K. R. Sridhar: So let me say the following. Stay tuned before we get on a call with you next time, you will see some exciting releases coming from us.
Pavel Molchanov: Fair enough. We will hold you to that. Alright. Thank you.
Operator: For our last question, we have Alex Zukin from Wolfe Research. Alex, your line is open.
Alex Zukin: Hi. Thanks for taking my question. One, just on the SK announcement, I am just wondering if you could talk a little bit about the split between the $4.5 billion, the split between, let’s say the equipment costs of installation of the next through 2025. And what the service cash flow stream looks like?
Greg Cameron: Yes. Alex, it’s simple. It’s about a third of it comes upfront in the equipment sale. And we are in about two-thirds of it over the service life.
Alex Zukin: Great. Thanks. And then just as a follow-up from the previous questions just on electrolyzers, I mean obviously, it’s getting pretty interesting right now at least in the U.S. and abroad just on these potential supports. Maybe even beyond just nuclear units, what type of other customers are you talking to right now that where the solid electrolyzer would really work for them?
K. R. Sridhar: So, yes, I am glad you posed that question that way. I want to be very clear nuclear is just one application. So, here is the beauty of the Bloom electrolyzer, even it’s all electricity similar to how alkaline electrolyzers or PEM electrolyzers work, our efficiency is still better. So, any application that you can use a PEM electrolyzer or a alkaline electrolyzer, we will offer a better efficiency. So, we apply across the board. We are especially better if we can generate some amount of steam coming as heat either from industrial applications, nuclear applications or solar concentration, okay. So, we are talking not just the nuclear side of the story, we are talking to all the applications. We are looking at everything. And that is the reason we are – Greg was saying how excited we are about the hydrogen innovation centers. At the end of the day for transition to happen, it is not a gizmo, it’s not an electrolyzer that a end customer is going to buy, they are going to need a solution.

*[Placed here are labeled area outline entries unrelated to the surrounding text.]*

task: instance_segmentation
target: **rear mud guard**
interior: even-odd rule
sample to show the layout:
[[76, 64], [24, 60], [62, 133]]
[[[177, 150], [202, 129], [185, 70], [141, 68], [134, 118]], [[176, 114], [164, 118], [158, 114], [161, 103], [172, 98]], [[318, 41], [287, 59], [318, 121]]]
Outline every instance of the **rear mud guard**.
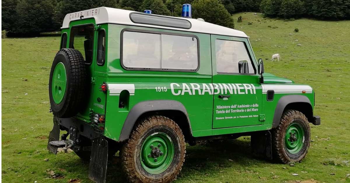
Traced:
[[105, 183], [108, 160], [108, 142], [101, 136], [92, 140], [89, 177], [97, 183]]
[[59, 139], [59, 124], [57, 119], [54, 116], [54, 127], [52, 130], [50, 132], [49, 136], [49, 142], [47, 143], [47, 149], [50, 150], [52, 153], [56, 154], [57, 154], [57, 147], [49, 145], [50, 142], [52, 141], [56, 141]]
[[252, 151], [256, 156], [272, 159], [271, 132], [266, 131], [257, 132], [252, 135], [251, 144]]

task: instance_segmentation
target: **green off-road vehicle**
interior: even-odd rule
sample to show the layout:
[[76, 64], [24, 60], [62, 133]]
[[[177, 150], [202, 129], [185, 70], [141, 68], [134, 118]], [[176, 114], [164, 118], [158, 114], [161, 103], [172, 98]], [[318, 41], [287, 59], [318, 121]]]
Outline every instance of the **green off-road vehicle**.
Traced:
[[182, 17], [104, 7], [65, 16], [50, 75], [51, 152], [89, 160], [99, 183], [118, 151], [130, 182], [171, 182], [186, 143], [203, 139], [250, 136], [258, 155], [305, 157], [309, 123], [320, 124], [312, 88], [263, 74], [245, 34], [183, 6]]

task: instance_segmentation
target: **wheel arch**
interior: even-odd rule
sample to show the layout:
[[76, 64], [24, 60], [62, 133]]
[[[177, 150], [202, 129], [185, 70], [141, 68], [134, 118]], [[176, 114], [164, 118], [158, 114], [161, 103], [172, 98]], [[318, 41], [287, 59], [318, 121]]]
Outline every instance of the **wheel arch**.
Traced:
[[123, 125], [119, 141], [129, 138], [131, 130], [140, 119], [154, 115], [161, 115], [174, 120], [179, 125], [185, 139], [192, 137], [191, 124], [185, 106], [176, 100], [149, 100], [134, 106]]
[[284, 113], [288, 109], [300, 112], [306, 116], [309, 122], [312, 122], [314, 120], [312, 105], [307, 97], [299, 95], [284, 96], [280, 99], [276, 106], [272, 128], [278, 126]]

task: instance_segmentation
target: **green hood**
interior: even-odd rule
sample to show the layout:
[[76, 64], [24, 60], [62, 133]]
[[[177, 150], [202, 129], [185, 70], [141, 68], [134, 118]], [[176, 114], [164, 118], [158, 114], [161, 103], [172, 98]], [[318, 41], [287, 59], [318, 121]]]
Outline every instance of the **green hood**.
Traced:
[[294, 83], [293, 81], [276, 76], [274, 75], [269, 73], [264, 73], [262, 74], [264, 77], [264, 83]]

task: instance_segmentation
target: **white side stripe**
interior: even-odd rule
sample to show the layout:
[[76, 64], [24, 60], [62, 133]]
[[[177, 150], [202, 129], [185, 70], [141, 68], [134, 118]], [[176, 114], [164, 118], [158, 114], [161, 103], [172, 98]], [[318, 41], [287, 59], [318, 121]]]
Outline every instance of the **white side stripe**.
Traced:
[[307, 85], [267, 85], [262, 84], [262, 93], [266, 93], [268, 90], [274, 90], [276, 93], [300, 93], [303, 90], [306, 93], [312, 93], [312, 88]]
[[109, 84], [108, 89], [110, 91], [110, 95], [118, 96], [123, 90], [127, 90], [130, 95], [135, 94], [135, 85], [134, 84]]

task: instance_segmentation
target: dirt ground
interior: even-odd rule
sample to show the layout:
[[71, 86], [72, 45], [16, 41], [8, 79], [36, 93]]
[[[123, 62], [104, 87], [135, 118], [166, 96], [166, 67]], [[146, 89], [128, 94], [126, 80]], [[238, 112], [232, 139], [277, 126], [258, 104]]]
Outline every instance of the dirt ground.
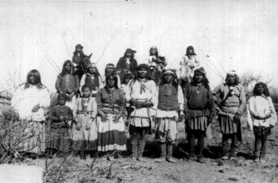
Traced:
[[244, 141], [235, 162], [219, 159], [221, 134], [217, 125], [213, 125], [213, 138], [206, 140], [205, 164], [187, 160], [184, 125], [179, 124], [179, 142], [174, 150], [175, 164], [155, 162], [158, 146], [150, 136], [144, 163], [133, 161], [123, 155], [115, 162], [107, 161], [106, 156], [87, 160], [68, 156], [47, 160], [26, 159], [21, 164], [43, 166], [45, 182], [278, 182], [277, 127], [268, 138], [267, 161], [263, 164], [253, 161], [254, 135], [244, 125]]

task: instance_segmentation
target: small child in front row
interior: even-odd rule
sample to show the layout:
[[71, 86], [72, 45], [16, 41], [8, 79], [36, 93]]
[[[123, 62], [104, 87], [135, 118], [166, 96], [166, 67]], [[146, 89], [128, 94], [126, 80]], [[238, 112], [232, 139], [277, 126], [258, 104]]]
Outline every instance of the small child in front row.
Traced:
[[247, 127], [254, 130], [255, 135], [255, 162], [265, 162], [268, 136], [277, 122], [277, 116], [268, 86], [259, 82], [255, 85], [247, 106]]
[[57, 97], [58, 105], [55, 106], [50, 116], [50, 135], [47, 142], [47, 148], [51, 154], [67, 152], [70, 150], [70, 127], [72, 118], [72, 109], [65, 104], [67, 95], [59, 94]]
[[73, 149], [81, 153], [81, 159], [97, 150], [97, 102], [91, 97], [92, 88], [84, 84], [81, 88], [82, 97], [75, 102], [73, 115], [75, 124], [73, 126]]

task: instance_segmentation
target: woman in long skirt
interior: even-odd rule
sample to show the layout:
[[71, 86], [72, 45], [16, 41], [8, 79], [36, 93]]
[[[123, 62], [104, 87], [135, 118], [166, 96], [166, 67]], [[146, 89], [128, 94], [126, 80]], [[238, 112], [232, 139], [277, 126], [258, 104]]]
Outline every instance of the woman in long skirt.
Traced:
[[[106, 86], [96, 97], [97, 102], [97, 151], [111, 152], [126, 150], [126, 138], [122, 114], [125, 106], [124, 92], [117, 86], [117, 77], [108, 74]], [[115, 161], [114, 156], [108, 160]]]

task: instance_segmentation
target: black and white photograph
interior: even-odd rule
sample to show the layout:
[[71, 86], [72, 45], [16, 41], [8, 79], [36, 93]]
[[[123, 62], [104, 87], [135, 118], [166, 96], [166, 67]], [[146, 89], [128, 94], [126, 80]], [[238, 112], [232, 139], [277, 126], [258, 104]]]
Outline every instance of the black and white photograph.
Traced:
[[278, 182], [278, 1], [0, 16], [0, 182]]

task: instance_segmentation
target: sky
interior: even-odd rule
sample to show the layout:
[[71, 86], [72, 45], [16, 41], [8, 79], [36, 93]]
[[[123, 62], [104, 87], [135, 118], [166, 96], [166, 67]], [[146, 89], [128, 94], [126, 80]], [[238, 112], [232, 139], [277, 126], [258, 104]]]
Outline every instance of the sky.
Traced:
[[0, 91], [32, 69], [55, 92], [77, 44], [101, 74], [127, 48], [146, 63], [152, 46], [178, 69], [193, 45], [212, 88], [226, 72], [252, 72], [277, 86], [278, 1], [41, 1], [0, 2]]

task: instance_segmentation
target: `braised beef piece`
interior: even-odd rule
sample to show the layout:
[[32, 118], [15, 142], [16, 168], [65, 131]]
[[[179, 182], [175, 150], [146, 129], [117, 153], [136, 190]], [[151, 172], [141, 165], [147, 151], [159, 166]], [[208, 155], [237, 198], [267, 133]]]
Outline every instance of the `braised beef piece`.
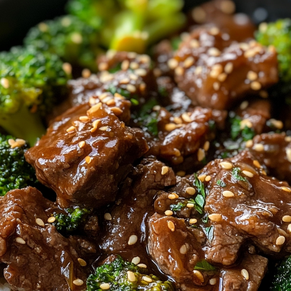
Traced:
[[255, 26], [246, 14], [234, 14], [235, 10], [235, 4], [230, 0], [213, 0], [191, 11], [189, 24], [213, 24], [225, 34], [225, 37], [228, 35], [231, 40], [238, 42], [253, 38]]
[[74, 107], [26, 153], [38, 179], [55, 191], [61, 207], [114, 201], [132, 163], [147, 151], [142, 131], [116, 116], [123, 112], [102, 102]]
[[247, 93], [278, 81], [274, 49], [254, 40], [238, 43], [228, 39], [217, 27], [200, 27], [169, 60], [178, 86], [194, 104], [227, 109]]
[[0, 201], [0, 260], [14, 290], [86, 289], [89, 270], [82, 265], [95, 247], [80, 237], [64, 237], [48, 223], [46, 211], [53, 207], [31, 187], [10, 191]]
[[157, 191], [174, 184], [173, 170], [153, 158], [143, 160], [120, 189], [116, 205], [104, 215], [100, 248], [107, 254], [119, 254], [131, 261], [139, 257], [149, 263], [145, 228]]

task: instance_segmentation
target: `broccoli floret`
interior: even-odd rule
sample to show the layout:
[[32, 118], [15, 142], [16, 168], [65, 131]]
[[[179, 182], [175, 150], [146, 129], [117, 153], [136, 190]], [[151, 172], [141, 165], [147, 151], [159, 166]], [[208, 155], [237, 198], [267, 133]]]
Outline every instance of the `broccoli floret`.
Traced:
[[35, 172], [24, 157], [29, 147], [23, 140], [0, 134], [0, 196], [10, 190], [34, 185]]
[[103, 45], [144, 52], [149, 45], [178, 30], [182, 0], [71, 0], [69, 12], [100, 29]]
[[91, 211], [77, 207], [65, 210], [65, 214], [54, 212], [52, 217], [56, 220], [53, 223], [58, 231], [66, 236], [78, 228], [86, 222], [88, 214]]
[[290, 291], [291, 290], [291, 256], [278, 266], [272, 281], [271, 291]]
[[70, 77], [56, 55], [31, 47], [0, 54], [0, 126], [33, 145], [45, 132], [44, 116], [67, 92]]
[[281, 78], [285, 81], [291, 80], [291, 19], [261, 24], [255, 38], [264, 45], [275, 47]]
[[64, 61], [96, 71], [99, 50], [97, 31], [77, 17], [68, 15], [42, 22], [24, 39], [42, 51], [55, 54]]
[[[147, 269], [124, 260], [120, 256], [111, 263], [97, 268], [87, 279], [87, 291], [102, 291], [101, 284], [109, 284], [108, 291], [173, 291], [172, 283], [148, 275]], [[103, 286], [104, 285], [103, 285]]]

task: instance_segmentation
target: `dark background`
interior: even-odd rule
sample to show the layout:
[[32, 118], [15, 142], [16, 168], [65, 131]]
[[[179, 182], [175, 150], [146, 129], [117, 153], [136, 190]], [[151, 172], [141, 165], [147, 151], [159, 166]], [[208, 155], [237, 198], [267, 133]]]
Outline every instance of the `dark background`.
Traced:
[[[171, 1], [171, 0], [168, 0]], [[0, 0], [0, 51], [22, 44], [29, 28], [65, 14], [67, 0]], [[203, 0], [185, 0], [184, 9]], [[291, 17], [291, 0], [236, 0], [237, 10], [256, 23]]]

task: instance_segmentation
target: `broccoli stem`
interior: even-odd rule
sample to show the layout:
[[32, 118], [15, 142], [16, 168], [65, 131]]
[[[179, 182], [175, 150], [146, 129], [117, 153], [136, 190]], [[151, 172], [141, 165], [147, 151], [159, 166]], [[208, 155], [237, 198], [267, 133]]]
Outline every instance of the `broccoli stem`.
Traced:
[[12, 135], [27, 141], [31, 146], [46, 132], [38, 114], [31, 113], [25, 106], [15, 113], [0, 113], [0, 126]]

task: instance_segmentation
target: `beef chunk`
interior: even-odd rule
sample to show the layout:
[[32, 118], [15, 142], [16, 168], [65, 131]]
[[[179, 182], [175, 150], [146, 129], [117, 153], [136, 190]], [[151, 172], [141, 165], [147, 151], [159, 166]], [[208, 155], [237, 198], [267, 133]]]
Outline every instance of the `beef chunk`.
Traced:
[[291, 137], [263, 134], [255, 136], [250, 145], [250, 151], [272, 175], [291, 183]]
[[230, 0], [213, 0], [193, 9], [190, 23], [213, 24], [232, 40], [241, 42], [252, 38], [255, 27], [246, 15], [234, 15], [235, 9]]
[[125, 126], [113, 108], [100, 102], [69, 110], [26, 153], [38, 179], [56, 191], [62, 207], [114, 201], [131, 163], [147, 151], [141, 131]]
[[[73, 283], [77, 278], [85, 282], [88, 275], [77, 260], [86, 259], [82, 244], [48, 224], [46, 210], [53, 206], [31, 187], [10, 191], [0, 201], [0, 260], [7, 265], [4, 275], [13, 290], [86, 289], [85, 284]], [[96, 251], [88, 242], [86, 246], [88, 252]]]
[[[110, 215], [105, 216], [107, 220], [101, 237], [101, 249], [107, 254], [119, 254], [129, 260], [138, 256], [147, 265], [145, 224], [154, 212], [152, 205], [157, 191], [176, 181], [172, 170], [163, 163], [153, 158], [143, 160], [124, 183], [121, 198]], [[129, 243], [132, 235], [136, 236], [137, 242]]]
[[274, 50], [253, 40], [225, 39], [217, 28], [196, 29], [169, 61], [179, 87], [194, 104], [226, 109], [247, 93], [278, 81]]

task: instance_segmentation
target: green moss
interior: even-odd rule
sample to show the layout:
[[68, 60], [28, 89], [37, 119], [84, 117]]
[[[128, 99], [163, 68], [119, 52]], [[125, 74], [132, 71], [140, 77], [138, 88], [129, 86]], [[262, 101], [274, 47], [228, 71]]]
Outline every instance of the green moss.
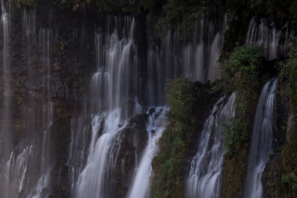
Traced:
[[243, 149], [238, 156], [224, 156], [225, 167], [222, 184], [222, 197], [233, 198], [239, 197], [242, 192], [242, 183], [246, 170], [247, 161], [247, 144], [244, 145]]
[[183, 161], [195, 129], [190, 127], [194, 87], [194, 83], [184, 76], [167, 80], [165, 89], [170, 110], [162, 123], [164, 130], [157, 142], [159, 152], [152, 163], [150, 186], [153, 197], [181, 197], [181, 173], [186, 166]]

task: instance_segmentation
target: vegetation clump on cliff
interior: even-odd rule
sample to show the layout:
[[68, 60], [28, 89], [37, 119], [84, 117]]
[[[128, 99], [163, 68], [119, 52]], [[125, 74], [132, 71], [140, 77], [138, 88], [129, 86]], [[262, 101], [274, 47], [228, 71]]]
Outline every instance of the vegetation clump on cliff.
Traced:
[[[287, 197], [297, 196], [297, 38], [294, 45], [290, 44], [289, 58], [280, 61], [275, 67], [280, 73], [279, 81], [284, 85], [282, 90], [277, 90], [280, 95], [285, 93], [289, 98], [289, 115], [287, 121], [285, 134], [286, 141], [280, 151], [282, 161], [278, 174], [273, 181], [268, 182], [268, 193], [272, 197], [278, 197], [285, 191]], [[274, 165], [273, 167], [277, 167]], [[276, 172], [276, 170], [271, 172]], [[280, 181], [279, 181], [280, 180]]]
[[190, 114], [195, 100], [194, 87], [194, 82], [184, 76], [167, 80], [165, 90], [169, 110], [157, 142], [159, 151], [152, 163], [150, 186], [153, 197], [181, 197], [180, 173], [192, 134], [192, 129], [188, 128], [192, 121]]

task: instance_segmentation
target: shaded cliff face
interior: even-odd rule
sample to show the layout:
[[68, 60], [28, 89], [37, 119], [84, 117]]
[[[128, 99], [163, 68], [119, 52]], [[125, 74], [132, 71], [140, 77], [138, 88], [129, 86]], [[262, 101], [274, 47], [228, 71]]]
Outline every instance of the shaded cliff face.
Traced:
[[[0, 33], [0, 56], [5, 58], [0, 59], [0, 65], [5, 66], [1, 66], [0, 72], [0, 193], [5, 197], [17, 197], [16, 193], [20, 191], [19, 197], [35, 197], [40, 193], [40, 197], [51, 194], [68, 197], [72, 195], [71, 185], [78, 176], [78, 172], [71, 175], [72, 170], [79, 171], [86, 166], [92, 128], [89, 115], [85, 116], [82, 126], [78, 126], [80, 122], [75, 119], [78, 117], [72, 118], [94, 112], [90, 81], [98, 66], [94, 41], [95, 32], [104, 32], [108, 26], [107, 16], [99, 19], [96, 11], [83, 4], [74, 12], [43, 1], [35, 9], [18, 9], [2, 3], [1, 14], [7, 17], [4, 23], [8, 29]], [[146, 48], [146, 42], [141, 45], [146, 34], [141, 17], [138, 17], [135, 32], [135, 42], [140, 46], [139, 66], [143, 69]], [[118, 22], [124, 23], [124, 20], [119, 17]], [[145, 79], [145, 72], [138, 72], [139, 77]], [[138, 98], [145, 103], [142, 98], [144, 86], [139, 85]], [[129, 118], [134, 115], [130, 107], [123, 107]], [[140, 155], [148, 138], [146, 120], [143, 120], [140, 125], [135, 124], [123, 132], [126, 139], [130, 134], [139, 132], [141, 142], [137, 152]], [[73, 129], [80, 126], [85, 142], [76, 148], [83, 151], [82, 155], [71, 153], [72, 147], [77, 143], [72, 142], [75, 137]], [[128, 144], [132, 141], [126, 140]], [[129, 145], [127, 150], [136, 149]], [[72, 163], [72, 154], [80, 159]], [[132, 158], [127, 158], [125, 170], [129, 172], [121, 173], [125, 181], [116, 182], [125, 184], [125, 187], [120, 187], [123, 189], [127, 189], [130, 180], [127, 178], [132, 176], [135, 166], [135, 155], [129, 155]], [[120, 155], [121, 160], [125, 157], [123, 153]], [[121, 161], [117, 161], [116, 166], [120, 167]], [[6, 189], [7, 185], [12, 187]]]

We are going to validate that entire solution, optimize that entire solution for cost, predictability, reliability, very similar to what we did with the core product. And that’s what we want to offer to the customer.
Alex Zukin: Great. Thanks very much.
K. R. Sridhar: Okay. So, let me thank all of you for these great questions. And they were very thoughtful. I would like to close with the following points for you. At Bloom, we have always been deliberate at every step, thinking through how to build a great company. If you just look at our core business, in terms of resiliency, cost, predictability, sustainability, look at where the world is heading. It is heading in the direction that we told you 10 years ago, the world would be heading. And we built the company for this moment, okay. And then finally, corporation has the ability to see that energy is getting democratized. And through their procurement practice, they have control on their energy future. We are giving them an opportunity to hasten the energy transition, enhance their operational capability. And those graphs build brand value. That’s the promise we are making to our customers. This is the commitment we are making to the world. We are in a fabulous place. We really thank you for being part of this journey. And for those of you sitting on the sidelines, we say what are you waiting for? Thank you very much.
Greg Cameron: Thank you.
Operator: Thank you. Ladies and gentlemen, this concludes today’s conference call. Thank you all for participating. You may now disconnect.